#RPGADAY: Most Memorable Character Death

Given that so I rarely get to actually play in a game—our recently completed Dungeon World campaign a refreshing exception—it took me a good while to remember a time during which I both played and played long enough for my character to get him- or herself in a potentially deadly situation.

I mentioned in my Rifts RPG-A-Day post that something that happened with a fair degree of regularity "back in my day" was that we were often subjected to spur of the moment, horrible, thankfully short-lived gaming sessions.

They didn't all end up this way, but most did. This is why when I was at a friend's house and he said that someone was coming over to run us some Dungeons & Dragons, in lieu of creativity I just copied one of the main characters from Battlechasers, because I was reading it at the time you see.

Fortunately 2nd Edition was one of "those" editions where the fighter was for no reason relegated to the role of "training wheels class", which when coupled with the most unnecessarily boring race (at the time) made character generation a snap and, more importantly prevented any appreciable emotional attachment from forming.
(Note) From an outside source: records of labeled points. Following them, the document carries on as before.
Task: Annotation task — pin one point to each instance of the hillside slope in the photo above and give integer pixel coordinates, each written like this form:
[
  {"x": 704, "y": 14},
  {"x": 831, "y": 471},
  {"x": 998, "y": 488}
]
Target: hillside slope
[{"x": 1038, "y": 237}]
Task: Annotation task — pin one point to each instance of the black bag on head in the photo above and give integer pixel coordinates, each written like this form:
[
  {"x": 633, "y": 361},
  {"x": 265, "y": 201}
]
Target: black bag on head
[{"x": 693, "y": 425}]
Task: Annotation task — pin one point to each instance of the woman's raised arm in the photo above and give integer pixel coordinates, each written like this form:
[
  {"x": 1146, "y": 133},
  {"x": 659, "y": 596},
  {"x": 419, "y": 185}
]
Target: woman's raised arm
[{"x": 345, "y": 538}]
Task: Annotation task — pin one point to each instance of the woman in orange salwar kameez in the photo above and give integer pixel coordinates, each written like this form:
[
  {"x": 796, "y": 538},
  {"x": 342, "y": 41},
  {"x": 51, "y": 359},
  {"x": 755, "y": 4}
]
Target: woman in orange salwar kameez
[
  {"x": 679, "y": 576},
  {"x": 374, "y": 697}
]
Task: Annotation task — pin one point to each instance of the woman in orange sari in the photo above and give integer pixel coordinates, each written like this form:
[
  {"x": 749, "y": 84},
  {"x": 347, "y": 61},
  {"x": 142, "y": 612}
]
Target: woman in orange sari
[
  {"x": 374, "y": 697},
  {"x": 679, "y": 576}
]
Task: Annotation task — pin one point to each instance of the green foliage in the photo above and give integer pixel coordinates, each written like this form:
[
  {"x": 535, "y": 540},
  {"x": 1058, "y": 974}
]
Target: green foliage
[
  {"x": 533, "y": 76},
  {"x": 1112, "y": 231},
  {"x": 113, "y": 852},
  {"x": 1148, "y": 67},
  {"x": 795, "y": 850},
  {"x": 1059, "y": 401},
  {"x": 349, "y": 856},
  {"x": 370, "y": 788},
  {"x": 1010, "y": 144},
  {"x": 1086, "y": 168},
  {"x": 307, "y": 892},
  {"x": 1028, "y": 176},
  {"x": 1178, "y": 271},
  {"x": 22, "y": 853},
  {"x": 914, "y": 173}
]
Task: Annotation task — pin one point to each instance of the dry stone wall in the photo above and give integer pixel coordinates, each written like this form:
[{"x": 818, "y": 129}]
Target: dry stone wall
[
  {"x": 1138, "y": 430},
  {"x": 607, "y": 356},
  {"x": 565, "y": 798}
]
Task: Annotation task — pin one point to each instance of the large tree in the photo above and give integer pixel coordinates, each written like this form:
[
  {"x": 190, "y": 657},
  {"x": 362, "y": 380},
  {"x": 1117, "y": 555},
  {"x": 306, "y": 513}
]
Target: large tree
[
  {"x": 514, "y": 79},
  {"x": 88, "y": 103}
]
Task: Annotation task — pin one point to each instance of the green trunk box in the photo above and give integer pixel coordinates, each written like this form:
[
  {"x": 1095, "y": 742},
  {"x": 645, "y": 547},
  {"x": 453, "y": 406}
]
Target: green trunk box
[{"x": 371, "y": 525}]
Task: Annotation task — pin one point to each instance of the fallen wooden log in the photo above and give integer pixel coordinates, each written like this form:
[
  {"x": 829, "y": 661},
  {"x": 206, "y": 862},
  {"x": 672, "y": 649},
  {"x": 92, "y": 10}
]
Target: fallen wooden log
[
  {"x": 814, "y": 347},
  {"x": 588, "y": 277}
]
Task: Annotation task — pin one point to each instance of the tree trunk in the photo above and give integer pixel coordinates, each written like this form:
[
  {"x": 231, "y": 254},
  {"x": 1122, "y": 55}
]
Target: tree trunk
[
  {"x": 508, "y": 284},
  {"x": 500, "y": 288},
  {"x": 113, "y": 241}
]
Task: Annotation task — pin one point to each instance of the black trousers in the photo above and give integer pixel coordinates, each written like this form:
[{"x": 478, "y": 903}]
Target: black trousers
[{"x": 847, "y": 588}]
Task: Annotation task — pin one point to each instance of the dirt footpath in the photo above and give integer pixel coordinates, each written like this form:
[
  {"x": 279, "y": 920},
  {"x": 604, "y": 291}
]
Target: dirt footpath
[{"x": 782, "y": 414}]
I don't know what happened: maybe it was legitimately good, or maybe it was because my expectations were set to a level that I would later identify as Michael Baylian, but the campaign was the best I'd ever played in during my time in the 2nd Edition era. But wait, this isn't "The Most Unexpectantly Awesome Campaign", this is "Most Memorable Character Death"! Where's that sweet, blissful release?
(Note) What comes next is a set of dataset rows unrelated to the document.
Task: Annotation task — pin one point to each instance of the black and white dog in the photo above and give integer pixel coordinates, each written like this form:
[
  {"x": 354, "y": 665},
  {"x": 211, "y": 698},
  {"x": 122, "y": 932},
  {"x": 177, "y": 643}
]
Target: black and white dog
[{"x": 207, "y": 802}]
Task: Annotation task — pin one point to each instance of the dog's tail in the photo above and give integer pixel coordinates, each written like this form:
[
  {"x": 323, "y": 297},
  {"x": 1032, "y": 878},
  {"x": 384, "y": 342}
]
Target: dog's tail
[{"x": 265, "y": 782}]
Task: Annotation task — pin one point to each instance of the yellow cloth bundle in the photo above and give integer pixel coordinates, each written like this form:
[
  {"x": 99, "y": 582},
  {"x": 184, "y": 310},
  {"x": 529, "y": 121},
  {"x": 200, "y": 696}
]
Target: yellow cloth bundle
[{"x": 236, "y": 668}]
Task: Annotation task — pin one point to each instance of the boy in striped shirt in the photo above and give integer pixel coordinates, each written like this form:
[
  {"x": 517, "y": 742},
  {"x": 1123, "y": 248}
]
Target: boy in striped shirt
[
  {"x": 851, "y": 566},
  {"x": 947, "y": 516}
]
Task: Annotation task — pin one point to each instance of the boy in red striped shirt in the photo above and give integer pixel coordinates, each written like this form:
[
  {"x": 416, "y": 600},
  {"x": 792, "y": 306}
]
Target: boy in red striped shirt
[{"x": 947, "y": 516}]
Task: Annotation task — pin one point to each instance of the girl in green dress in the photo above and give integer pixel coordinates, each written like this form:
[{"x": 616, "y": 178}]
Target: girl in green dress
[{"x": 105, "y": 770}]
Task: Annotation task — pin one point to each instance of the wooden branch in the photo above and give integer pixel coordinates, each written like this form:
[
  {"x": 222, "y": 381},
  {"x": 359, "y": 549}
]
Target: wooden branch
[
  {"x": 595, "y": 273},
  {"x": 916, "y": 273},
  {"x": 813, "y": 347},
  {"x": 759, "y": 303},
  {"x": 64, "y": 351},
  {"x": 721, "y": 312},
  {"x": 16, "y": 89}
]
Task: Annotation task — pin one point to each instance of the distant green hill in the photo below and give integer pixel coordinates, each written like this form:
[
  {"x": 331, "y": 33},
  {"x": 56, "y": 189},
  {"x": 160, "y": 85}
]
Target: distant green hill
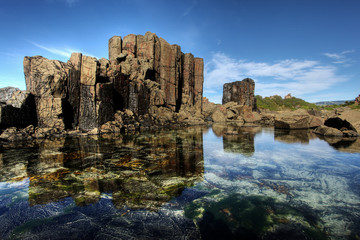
[
  {"x": 340, "y": 102},
  {"x": 276, "y": 103}
]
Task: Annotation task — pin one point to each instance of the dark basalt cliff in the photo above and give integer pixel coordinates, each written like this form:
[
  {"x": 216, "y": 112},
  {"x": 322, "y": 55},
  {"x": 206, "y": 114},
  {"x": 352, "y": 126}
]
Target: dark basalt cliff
[
  {"x": 241, "y": 92},
  {"x": 146, "y": 81}
]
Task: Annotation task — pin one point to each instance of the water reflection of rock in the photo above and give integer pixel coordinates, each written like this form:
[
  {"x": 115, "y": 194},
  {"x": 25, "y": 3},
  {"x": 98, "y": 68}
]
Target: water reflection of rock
[
  {"x": 293, "y": 136},
  {"x": 237, "y": 139},
  {"x": 351, "y": 145},
  {"x": 137, "y": 171}
]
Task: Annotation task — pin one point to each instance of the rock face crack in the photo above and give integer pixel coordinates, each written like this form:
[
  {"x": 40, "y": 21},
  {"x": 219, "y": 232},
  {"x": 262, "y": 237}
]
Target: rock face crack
[
  {"x": 241, "y": 92},
  {"x": 144, "y": 74}
]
Whelp, a couple levels into the campaign we're fighting goblins for some reason, somewhere. I forget the exact circumstances that lead up to me getting separated from everyone else, but—only recently being educated about a rule in which a fighter can make attacks against many smaller foes on the same turn—there I was, all by my lonesome, trying to hew my way through a horde of goblins.

I end getting a fatal ratio of flesh-to-arrow body composition, stripped of all my gear, and dumped down a shaft into a pile of goblin shit, which by itself is neither memorable nor dignified. No, what made it memorable was that the Dungeon Master decided to make some kind of divine intervention roll on my behalf. I forget why, but I know at the time I didn't care because I was actually enjoying this game and looking forward to coming back as something marginally more interesting than a fucking fighter.

Apparently he ended up rolling whatever it is he needed to roll (we didn't get to see the die result, and I suspect that he just wanted me to keep playing the same character), because my soul was returned and I woke up in the goblin shit.

So I run through the dungeon, still covered in shit, until I manage to somehow find the rest of the gang, still fighting goblins, one of which is trying his best to wear my armor. I figure that I must be immortal, or maybe it was magical shit ("old school" D&D was a helluva drug), so I pick up the one with my armor and use him as a makeshift flail. Once I'd finished bashing in the rest of the goblins I got the rest of my stuff back, and that's how the rest of that session went: me, wearing armor covered in goblin shit and bits.

I remember dying several other times for various reasons, always coming back due to the divine intervention roll, up until we made it to the point where the cleric could just raise dead, which was ironically the point where I stopped randomly dying.


  1. Good times. I still carry Winston Johnwell's catch-prhrase with me wherever I go.

    Low-INT Cleric was fun.

    1. We should totally do a D&D hangout game and redo those characters.

    2. Or in Dungeon World. Either works for me!